ML Project Deployment using Github Actions & AWS Beanstalk
Introduction
One thing I am lacking is deployment knowledge, which came up again and again during my last semesters' job interviews. I will fix that today.
I will be combining 2 tutorials to utilise both Github Actions and AWS Beanstalk. The original tutorial on using github actions pushes the code to huggingface instead of AWS but I believe there will be more value in learning AWS, especially in debugging configurations compared to the more hassle free deployment of gradio apps to hugging face.
Project Code
For the full breakdown, please refer to the Projects page: End-to-end ML Deployment.
All full code snippets will be documented within the projects page.
Resources
AWS Beanstalk:
- Tutorial 9-End To End ML Project-Deployment In AWS Cloud Using CICD Pipelines
- Day 81: Deploying an ML Project to AWS Cloud Using CI/CD
CI/CD using github actions:
Progress

I've utilised the datacamp tutorial to set up the file structure and experimented in recreating the ci.yml pipeline. Given the tutorial was 2 years old, there were some removed features for model loading from skops that requires refactoring.
The ci.yml is pretty cool because it actually sends a report of the model's metrics to the user's email:

The harder part was creating the cd.yml and AWS configurations. Using GPT-5.2-instant, I've troubleshooted and created a working cd.yml pipeline which triggers after the completion of ci.yml. I've also added .elasticbeanstalk config.yml, .config files and .ebextensions. The gradio app also needs some configuration to suit the beanstalk environment.

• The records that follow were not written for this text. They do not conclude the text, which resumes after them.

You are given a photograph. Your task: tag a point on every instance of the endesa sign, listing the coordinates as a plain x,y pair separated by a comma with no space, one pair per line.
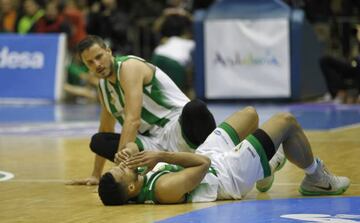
31,66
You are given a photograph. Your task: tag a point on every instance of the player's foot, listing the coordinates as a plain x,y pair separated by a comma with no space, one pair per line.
322,182
276,163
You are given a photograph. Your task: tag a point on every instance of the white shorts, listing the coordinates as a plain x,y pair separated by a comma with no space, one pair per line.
238,166
168,138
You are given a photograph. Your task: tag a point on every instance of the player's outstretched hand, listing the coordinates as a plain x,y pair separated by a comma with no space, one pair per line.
90,181
144,158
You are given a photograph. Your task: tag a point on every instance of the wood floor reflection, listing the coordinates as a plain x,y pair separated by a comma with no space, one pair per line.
42,165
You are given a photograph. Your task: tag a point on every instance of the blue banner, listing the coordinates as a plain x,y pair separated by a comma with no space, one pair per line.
31,66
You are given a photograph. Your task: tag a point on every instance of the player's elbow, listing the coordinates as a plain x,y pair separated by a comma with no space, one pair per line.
133,122
207,162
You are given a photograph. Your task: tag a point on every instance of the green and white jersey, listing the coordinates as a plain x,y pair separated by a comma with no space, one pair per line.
206,191
162,99
147,194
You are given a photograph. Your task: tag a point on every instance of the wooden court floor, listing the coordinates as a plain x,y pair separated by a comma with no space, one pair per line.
42,165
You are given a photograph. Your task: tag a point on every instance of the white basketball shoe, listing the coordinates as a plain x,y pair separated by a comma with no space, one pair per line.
322,182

The hardest part was porting over my previous AWS configurations (from my school account) to my personal account for future usage. This requires the creation of access keys with adminRoles and re-configuring the aws credentials and config on my laptop.
These are some helpful commands to establish your aws account locally
aws sts get-caller-identity
unset AWS_PROFILE
nano ~/.aws/config
nano ~/.aws/credentials
aws configure # should ensure that the config is default
Results
However, I'm met with an unexpected 502 Bad Gateway after successfully deploying the beanstalk environment. Troubleshooting will continue for Day 2 of the challenge but I believe it may have to do with Nginx and gradio.

Additional TODOs:
- There's an issue with storing the data directly on github - how can we make sure the data is kept private?